In collaboration with Jovan Ilkić, he built the building of the officers' mess in Belgrade in 1895, inscribed on the list of cultural treasures of the city of Belgrade. In 1898-1899 Milorad Ruvidić built the house of Dimitrije Krsmanović in Belgrade; due to its architectural importance, this building appears on the list of protected cultural monuments of the Republic of Serbia, and on the list of protected cultural treasures of the City of Belgrade; it now houses the Austrian Embassy in Belgrade.

Milorad Rudivić and Milan Kapetanović collaborated on the plan and design of the Serbian Pavilion in Paris in 1900 for the Exposition Universelle.

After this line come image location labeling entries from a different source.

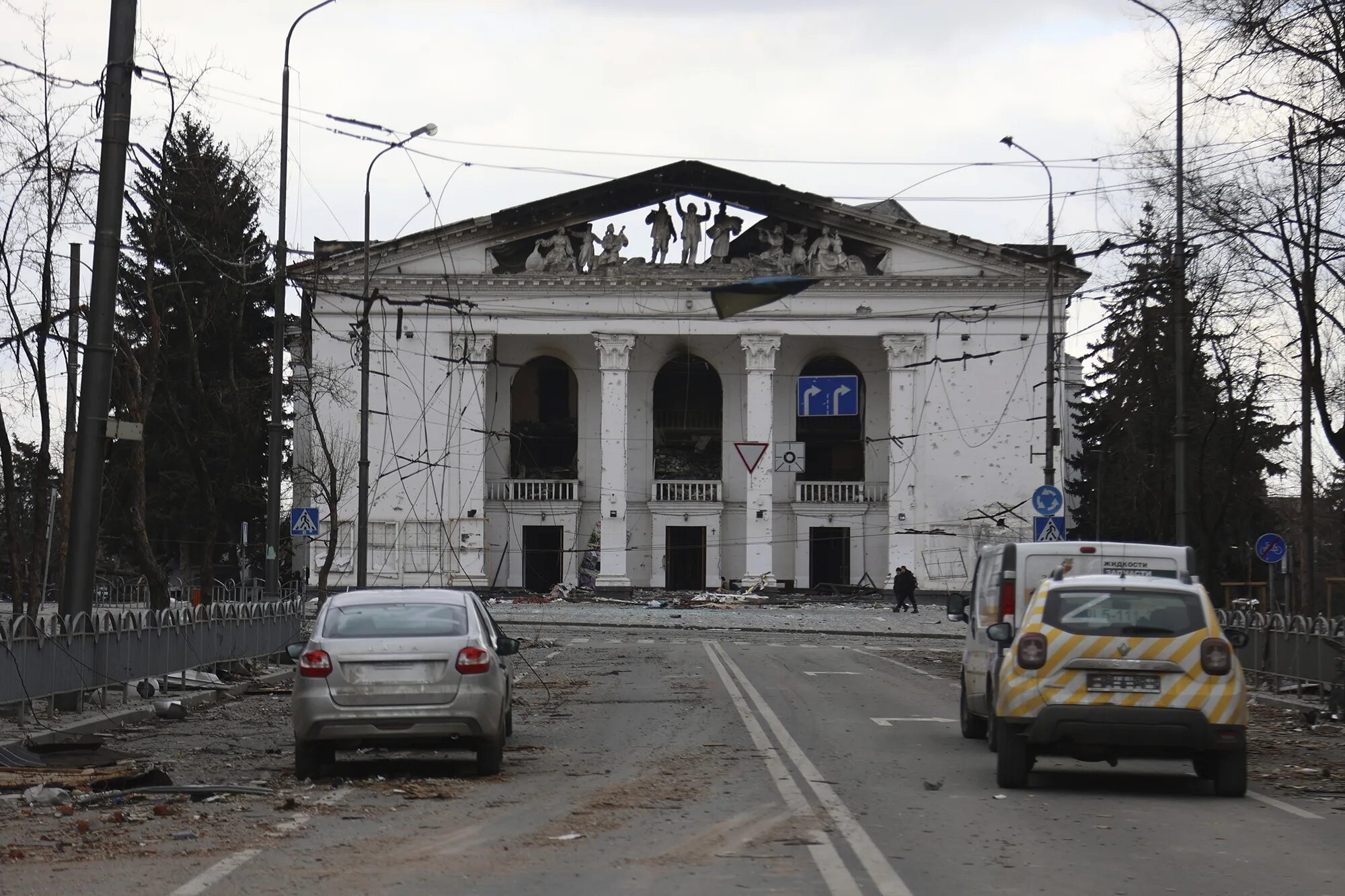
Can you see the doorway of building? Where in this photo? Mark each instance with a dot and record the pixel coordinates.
(544, 560)
(687, 557)
(829, 556)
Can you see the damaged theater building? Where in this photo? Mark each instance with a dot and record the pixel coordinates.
(553, 381)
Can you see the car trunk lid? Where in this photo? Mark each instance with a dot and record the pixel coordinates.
(395, 673)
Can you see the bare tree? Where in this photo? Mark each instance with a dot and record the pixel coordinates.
(46, 135)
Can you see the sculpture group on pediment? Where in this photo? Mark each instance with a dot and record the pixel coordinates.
(801, 253)
(662, 231)
(828, 259)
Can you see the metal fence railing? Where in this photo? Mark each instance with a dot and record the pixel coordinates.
(1293, 655)
(64, 654)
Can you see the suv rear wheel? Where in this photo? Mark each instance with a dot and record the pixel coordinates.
(1230, 772)
(310, 758)
(1015, 759)
(973, 727)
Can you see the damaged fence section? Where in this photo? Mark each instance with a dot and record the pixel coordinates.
(69, 654)
(1293, 655)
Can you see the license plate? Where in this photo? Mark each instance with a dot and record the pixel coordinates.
(1122, 681)
(392, 673)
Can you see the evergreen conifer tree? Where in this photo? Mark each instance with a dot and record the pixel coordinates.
(1124, 474)
(193, 358)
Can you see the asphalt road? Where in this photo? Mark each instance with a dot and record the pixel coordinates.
(718, 764)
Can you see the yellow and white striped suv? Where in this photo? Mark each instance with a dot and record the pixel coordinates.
(1121, 666)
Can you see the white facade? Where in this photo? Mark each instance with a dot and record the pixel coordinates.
(946, 334)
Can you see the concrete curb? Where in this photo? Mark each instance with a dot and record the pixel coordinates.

Serbia's church-like pavilion not only presented a fully-fledged statement of state-sponsored notions of national identity but also functioned as a direct ideological challenge to empires and countries alike that it was more than fit to enter into the comity of nations.

The Smederevo Bank building in Belgrade, built between 1910 and 1912 and characteristic of Art Nouveau and in pure Secession style, is on the list of cultural monuments of great importance of the Republic of Serbia, and on the list of protected cultural treasures of the City of Belgrade.

In 1911, Milorad Ruvidić and Branko Tanazević built the iconostasis of the Church of the Holy Transfiguration (Crkva Preobrazenje) of Pančevo; this church, constructed on plans by Svetozar Ivačković, is also on the list of cultural monuments of exceptional importance in the Republic of Serbia.